I watched a Chef’s Table documentary last night on Massimo Bottura (pictured above), who is the owner and operator of Osteria Francescana in Modena, Italy. Osteria Francescana is a 3 star Michelin restaurant and widely ranked as one of the best restaurants in the world.
But it wasn’t easy for Massimo at the beginning. His goal was to bring the Italian kitchen into the 21st century and so his plates are often creative takes on classic Italian dishes. His restaurant blends the old and new; food and contemporary art.
This approach upset a lot of people at the outset. Massimo was seen almost as a traitor who was turning his back on traditional Italian cooking within provincial Modena. Don’t mess with centuries of tradition they would say. Grandma knew best, son.
Because of this, his restaurant sat empty in the early years, to that point that he was ready to close its doors. The only reason he kept it open was because his wife encouraged him to give it one more year. She said: This is the kind of food you want to make. If you don’t try, you’ll regret it.

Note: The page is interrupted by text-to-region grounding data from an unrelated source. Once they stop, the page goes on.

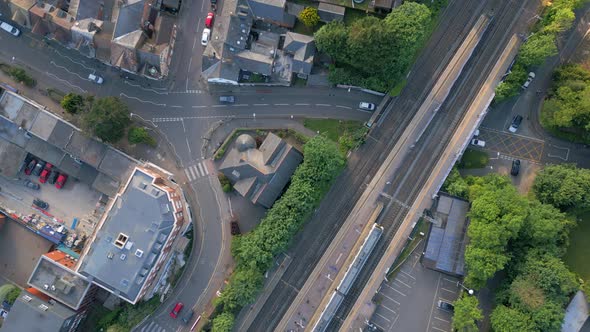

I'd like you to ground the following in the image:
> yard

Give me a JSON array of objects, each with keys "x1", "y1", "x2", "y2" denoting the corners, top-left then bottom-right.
[
  {"x1": 458, "y1": 149, "x2": 489, "y2": 169},
  {"x1": 565, "y1": 212, "x2": 590, "y2": 281},
  {"x1": 303, "y1": 119, "x2": 363, "y2": 142}
]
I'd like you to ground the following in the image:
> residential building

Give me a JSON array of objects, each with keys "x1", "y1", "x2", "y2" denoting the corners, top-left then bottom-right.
[
  {"x1": 422, "y1": 193, "x2": 469, "y2": 277},
  {"x1": 1, "y1": 288, "x2": 86, "y2": 332},
  {"x1": 76, "y1": 166, "x2": 185, "y2": 304},
  {"x1": 283, "y1": 32, "x2": 315, "y2": 78},
  {"x1": 317, "y1": 3, "x2": 344, "y2": 23},
  {"x1": 247, "y1": 0, "x2": 295, "y2": 28},
  {"x1": 219, "y1": 133, "x2": 302, "y2": 208}
]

So he gave it another year and luckily he got a few breaks, including a glowing review by a well known food critic from out of town. Once this hit, the Modenese started to quickly rethink their distaste for Massimo’s idiosyncratic dishes. Before long, his restaurant was full.
So what changed? It wasn’t the dishes. It was perception. The out of town critics and positive reviews gave people permission to like the dishes. This is critical because nobody needs permission to like tradition. It’s tradition, after all. There’s little risk in that.
But there’s risk in liking something new that hasn’t been done before. Change creates uncertainty. And if Massimo’s wife hadn’t encouraged him to stick with it just a bit longer and ignore the naysayers, the world may not have one of its top restaurants.
Sometimes we don’t know what we like and want until we are shown.